Huang Yinhua, 43, is somewhat of a celebrity in Qingshan, a district in Wuhan, capital of Central China's Hubei Province.
Why? Many residents, especially impoverished and/or disabled residents, consider Huang, President of Wuhan Yangguang Vocational Training School (which provides training to help disabled residents start online businesses) and Hubei Zhihui Yangguang Online Business Investment Co., Ltd. (both in Wuhan), their benefactor.
Huang, who is crippled, in recent years has helped more than 20,000 of Hubei's residents start businesses and/or find work online.
Huang in 1974 was born into a farmer's family in Ezhou, a city in Hubei Province. When she was a little girl, Huang dreamed that one day she would become a dancer. However, her dream was shattered after she was crippled as a result of osteomyelitis (a bone infection). Huang, then 13, had to quit school.
In the following years, Huang read books and taught herself how to write. When she was 17, she wrote an autobiographical novel, Flying Dream.
Two years later, she decided to learn tailoring skills, so she could later earn her own living and help her parents pay their debts; they had borrowed money from their friends and relatives, to cover the costs of Huang's medical treatments.
Early in 1993, Huang decided to try her luck at starting a tailoring business. Her family supported her decision. Within a short time, Huang and her mother went to Qingshan.
With her mother's help, Huang established a tailoring booth on a street. Soon after, Huang signed up for a course to improve her tailoring skills, and to study fashion design.
Two years later, Huang established a clothes store (in Qingshan), which she named "Yunshang" (which literally means "clouds' dresses").
In 1995, Huang established a bookstore near her clothes store.
Three years later, she began using a computer-management system, to run the store. "I was one of the first private bookstore owners (in Hubei), who used such a system to manage a store," Huang recalls.
Huang in 2001 opened a cafeteria (in Wuhan), to create a favorable environment for single residents to get to know each other. Due largely to Huang and her cafeteria's employees' persevering efforts, the cafeteria's business boomed.
A few years later, Huang got married and gave birth. However, life was not always smooth sailing. She got divorced at 35, and her bookstore went bankrupt. Despite the setback, Huang never gave up hope.
Huang in 2009 became one of the beneficiaries of "Magic Bean Moms," a charitable project of Taobao, one of China's largest online-shopping platforms, owned by China's e-commerce giant, Alibaba Group.
The project helps impoverished mothers establish online shops. After attending a five-day training session, provided by Taobao, to help poverty-stricken women establish online businesses, Huang received a computer and 10,000 yuan (US $1,493) in start-up capital from Taobao.
Five days later, she opened her online shop, at Taobao, to sell second-hand cameras. Since then, she has had a new lease on life.
While she managed her online store, Huang learned how to take pictures of her cameras to advertise online. She also made friends with several camera suppliers.
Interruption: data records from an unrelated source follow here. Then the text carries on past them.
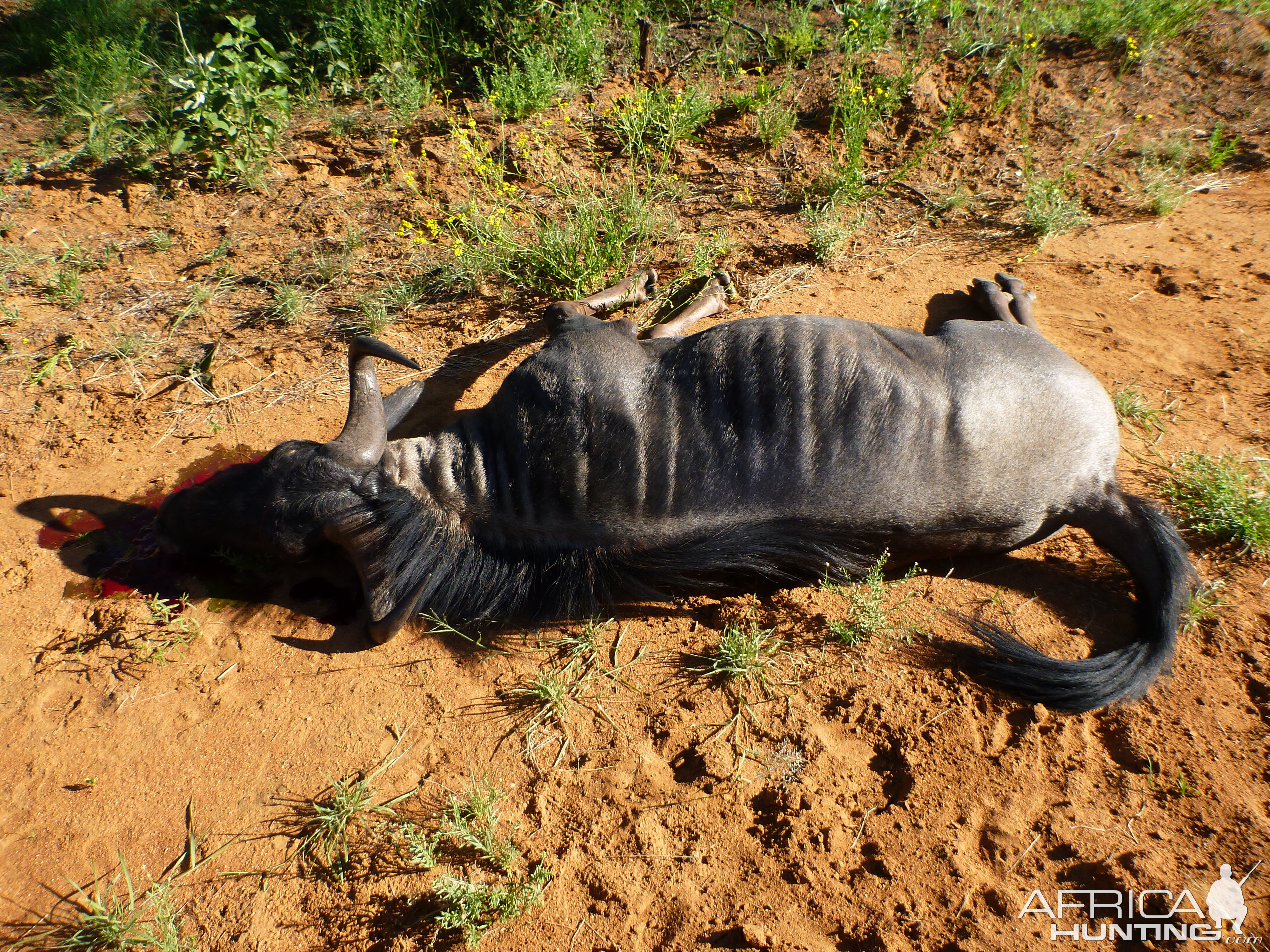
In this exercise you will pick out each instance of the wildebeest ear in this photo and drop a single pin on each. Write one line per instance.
(389, 614)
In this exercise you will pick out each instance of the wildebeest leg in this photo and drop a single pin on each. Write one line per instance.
(634, 290)
(713, 300)
(1006, 299)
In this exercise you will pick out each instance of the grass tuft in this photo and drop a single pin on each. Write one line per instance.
(1137, 414)
(1050, 210)
(1224, 497)
(869, 607)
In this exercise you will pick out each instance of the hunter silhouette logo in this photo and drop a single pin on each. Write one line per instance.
(1147, 915)
(1226, 899)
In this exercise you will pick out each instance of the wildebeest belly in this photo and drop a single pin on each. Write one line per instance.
(797, 420)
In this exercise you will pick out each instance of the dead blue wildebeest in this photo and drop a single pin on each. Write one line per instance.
(609, 468)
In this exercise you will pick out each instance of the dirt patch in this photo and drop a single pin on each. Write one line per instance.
(877, 799)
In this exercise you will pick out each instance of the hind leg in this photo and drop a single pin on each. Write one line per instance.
(713, 300)
(1005, 299)
(632, 291)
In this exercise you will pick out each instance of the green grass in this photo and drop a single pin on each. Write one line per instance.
(290, 304)
(1205, 605)
(1051, 210)
(869, 604)
(349, 804)
(1225, 497)
(67, 289)
(744, 656)
(829, 233)
(657, 120)
(1135, 412)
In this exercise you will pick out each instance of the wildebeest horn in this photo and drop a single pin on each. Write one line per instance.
(361, 444)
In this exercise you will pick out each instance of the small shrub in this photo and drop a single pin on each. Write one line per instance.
(237, 103)
(763, 93)
(67, 290)
(1221, 149)
(798, 41)
(827, 235)
(402, 91)
(473, 907)
(868, 604)
(524, 87)
(1222, 497)
(97, 89)
(1051, 210)
(775, 122)
(658, 119)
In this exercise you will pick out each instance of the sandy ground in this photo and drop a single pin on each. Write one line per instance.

When she learned that she earned two million yuan (US $298,507), in one year, by selling cameras online, Huang marveled at the "magic power" of the Internet.
Establishing School to Help Disadvantaged
As she pondered ways to help disabled people find work, Huang came up with a brilliant idea: Establish a school to provide training, to help disabled residents start online businesses at Taobao. Early in 2010, Huang established Wuhan Yangguang Vocational Training School.
In 2011, Huang received financial assistance from Alibaba to run her school. Gradually, she developed the school into disabled residents' online start-up incubator.
As vice-president of Hubei E-commerce Association, Huang often shares business information with disabled retailers and disabled people, who want to start online businesses.
Huang in recent years has participated in the implementation of "Magic Bean Moms." Given her outstanding performance (she and her team have ranked first in China in terms of her online shop's sales), Alibaba has invited her to share her experience in starting and developing her online business with businesspeople the world over.
When Jack Ma, one of the founders of Alibaba Group, met Huang in 2012, Ma asked Huang how she managed to help so many disabled people open online shops, so they could make a decent living.
Huang replied, "Despite the difficulties, I and my employees have carried on ... We are grateful to those who have helped us develop our business."
Five years later, Ma met Huang again, during the Second Global Conference on Women and Entrepreneurship, hosted by Alibaba in Hangzhou, capital of East China's Zhejiang Province. Ma and Huang made an agreement: To work together for a century, and to provide public-welfare services to Chinese.
Given Huang's efforts to help disabled residents start online businesses, she has received accolades and special titles, including the National May 1st Labor Medal, March 8th Red-banner holder in Hubei Province and One of the Outstanding Entrepreneurs in Hubei Province. Huang hopes to help more disadvantaged people to live better lives.